Minister for Arts Catherine Martin and Minister for Health Stehen Donnelly met with arts campaigners earlier this week to consider ways in which events can be further reopened within the Covid-19 guidelines, including a discussion on whether a ban on alcohol could facilitate them being held.
Current Covid-19 measures mean 50 people are allowed indoors in the likes of museums, cinemas, theatres and art galleries, while all other events have a six-person limit.
All of the summer’s major live gigs have been cancelled as a result of the virus, including the Live at the Drive-In series of concerts which were set for the Cork Showgrounds.
Joe Kelly of The Kino in the city centre, which has been host to over 25 gigs in its six weeks since reopening and has welcomed through its doors an average of 900 people over those six weeks, said that it is “a bit Irish to try to make alcohol the problem”.
Mr Kelly said that he has been serving alcohol to people attending gigs at the venue through means of table service where customers are not permitted to leave their table other than to use the toilet.
He said that in those six weeks of the venue holding around 40 people per gig, that he has only had three “very minor incidents”.
“The reason for that is that most people are good and decent and most people go out and have a drink and there’s zero problems.” Mr Kelly said that banning alcohol entirely would lead to people pre drinking ahead of a festival or gig which would lead to more problems for event promoters.
“Opening gigs up without alcohol sounds to me like teenage discos. So what happens at a teenage disco? They all go and drink the bejesus out of it before they go in the door and turn up with 7Up bottles full of something that isn’t 7Up.
“Of course people are going to take alcohol before they come in or sneak alcohol in or drink a load of alcohol before they come to the event and then the promoters that are running the event have drunk people on their premises who could fall and sue the venue and the venue hasn't even sold them a drop of drink and that's not right,” he said.
Mr Kelly said that although certain types of festivals with “maybe up to around 1,000 people” have the possibility of being able to operate safely, that stand up festivals such as Electric Picnic “wouldn’t work”.
DJ and radio presenter with RedFM, Colm O’Sullivan who has been DJ, MC and host to some larger events Leeside said that bringing festivals and concerts back with an alcohol ban would be “better than nothing” at a time when the events industry has been “decimated by the Covid restrictions”.

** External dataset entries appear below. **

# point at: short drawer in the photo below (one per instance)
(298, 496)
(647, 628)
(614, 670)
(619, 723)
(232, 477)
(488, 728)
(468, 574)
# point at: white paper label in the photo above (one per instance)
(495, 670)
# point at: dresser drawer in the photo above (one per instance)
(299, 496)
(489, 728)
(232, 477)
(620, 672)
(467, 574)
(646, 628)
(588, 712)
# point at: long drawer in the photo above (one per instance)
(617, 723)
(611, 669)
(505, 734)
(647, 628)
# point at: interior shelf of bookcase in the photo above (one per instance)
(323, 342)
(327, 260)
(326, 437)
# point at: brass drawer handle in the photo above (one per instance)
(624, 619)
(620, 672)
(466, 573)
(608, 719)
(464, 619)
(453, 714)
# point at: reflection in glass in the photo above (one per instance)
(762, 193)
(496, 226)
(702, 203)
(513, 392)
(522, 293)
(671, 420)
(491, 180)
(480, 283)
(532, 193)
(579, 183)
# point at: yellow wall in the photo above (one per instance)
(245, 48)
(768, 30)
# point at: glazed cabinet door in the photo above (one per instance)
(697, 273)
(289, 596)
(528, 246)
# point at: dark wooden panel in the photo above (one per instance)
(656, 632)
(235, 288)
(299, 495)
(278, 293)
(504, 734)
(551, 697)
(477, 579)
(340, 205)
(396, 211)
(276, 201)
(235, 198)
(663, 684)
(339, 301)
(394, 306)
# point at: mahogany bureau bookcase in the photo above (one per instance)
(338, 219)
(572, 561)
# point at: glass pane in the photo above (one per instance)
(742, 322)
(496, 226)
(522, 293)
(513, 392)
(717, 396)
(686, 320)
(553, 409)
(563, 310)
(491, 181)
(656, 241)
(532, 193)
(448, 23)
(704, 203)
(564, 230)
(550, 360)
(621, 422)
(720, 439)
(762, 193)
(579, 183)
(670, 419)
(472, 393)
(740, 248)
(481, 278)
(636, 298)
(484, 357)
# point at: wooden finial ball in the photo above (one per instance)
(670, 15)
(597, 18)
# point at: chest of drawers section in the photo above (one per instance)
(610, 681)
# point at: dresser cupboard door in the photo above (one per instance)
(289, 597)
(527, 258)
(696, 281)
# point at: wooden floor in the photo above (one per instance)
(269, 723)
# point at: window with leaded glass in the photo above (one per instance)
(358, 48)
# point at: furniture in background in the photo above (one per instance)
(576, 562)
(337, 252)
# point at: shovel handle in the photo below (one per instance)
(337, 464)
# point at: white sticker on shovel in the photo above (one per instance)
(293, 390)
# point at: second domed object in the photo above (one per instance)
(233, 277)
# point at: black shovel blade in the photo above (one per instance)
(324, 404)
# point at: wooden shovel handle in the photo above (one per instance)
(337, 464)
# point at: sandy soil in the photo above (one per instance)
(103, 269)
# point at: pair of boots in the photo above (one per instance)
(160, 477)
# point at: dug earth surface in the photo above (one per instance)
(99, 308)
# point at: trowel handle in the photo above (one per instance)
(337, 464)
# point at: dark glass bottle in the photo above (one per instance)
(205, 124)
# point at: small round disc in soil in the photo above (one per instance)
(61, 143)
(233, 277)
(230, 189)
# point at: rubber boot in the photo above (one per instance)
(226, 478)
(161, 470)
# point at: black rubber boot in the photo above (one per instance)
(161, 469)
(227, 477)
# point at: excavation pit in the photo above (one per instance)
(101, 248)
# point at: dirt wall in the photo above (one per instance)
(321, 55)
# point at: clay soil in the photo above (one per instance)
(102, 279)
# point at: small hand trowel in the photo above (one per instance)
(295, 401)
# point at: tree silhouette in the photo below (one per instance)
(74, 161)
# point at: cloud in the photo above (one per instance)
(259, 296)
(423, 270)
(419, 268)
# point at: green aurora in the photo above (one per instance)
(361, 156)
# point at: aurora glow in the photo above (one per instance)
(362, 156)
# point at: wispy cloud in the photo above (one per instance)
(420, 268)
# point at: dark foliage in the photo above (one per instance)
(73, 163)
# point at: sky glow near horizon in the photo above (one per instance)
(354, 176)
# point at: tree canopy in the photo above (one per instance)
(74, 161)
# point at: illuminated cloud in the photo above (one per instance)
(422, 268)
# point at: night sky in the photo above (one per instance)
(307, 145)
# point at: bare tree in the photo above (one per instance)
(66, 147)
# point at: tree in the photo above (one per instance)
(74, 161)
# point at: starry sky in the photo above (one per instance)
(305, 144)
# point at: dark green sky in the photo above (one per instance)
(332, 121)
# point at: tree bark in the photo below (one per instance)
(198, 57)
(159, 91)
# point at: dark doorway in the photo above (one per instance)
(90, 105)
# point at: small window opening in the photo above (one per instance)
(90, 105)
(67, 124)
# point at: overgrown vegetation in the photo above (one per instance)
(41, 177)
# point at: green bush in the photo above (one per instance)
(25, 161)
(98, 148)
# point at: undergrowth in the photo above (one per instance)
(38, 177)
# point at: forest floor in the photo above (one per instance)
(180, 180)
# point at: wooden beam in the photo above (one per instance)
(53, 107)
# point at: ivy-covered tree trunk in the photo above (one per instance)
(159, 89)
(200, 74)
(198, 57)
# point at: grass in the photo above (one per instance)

The last DJ set that Colm performed was in mid-March, one day before pubs were shut and he found himself without his regular gigging jobs.
He said that the Government needs to agree to “get some events going and some level of crowds attending them safely sooner rather than later”.
“I think for both the people working within the industry and the public who love attending concerts it needs to happen and if that means trialling with smaller crowds or without alcohol being served for a while then it's worth a shot,” he said.
He wondered, however, if the same appetite to attend events under such circumstances would exist and echoed Mr Kelly’s concerns surrounding the consumption of alcohol prior to the event.
“I'd very rarely drink at an event as I'd be either working at it or driving to and from it but for some people the drink is a major part of it and probably one of the key reasons they go in the first place.
“Realistically, similarly to the argument with the pubs versus house parties, you will more than likely end up with people drinking to excess before the event or smuggling in their own which ultimately could cause more problems than serving drinks in a controlled environment with a bar at the event,” he said.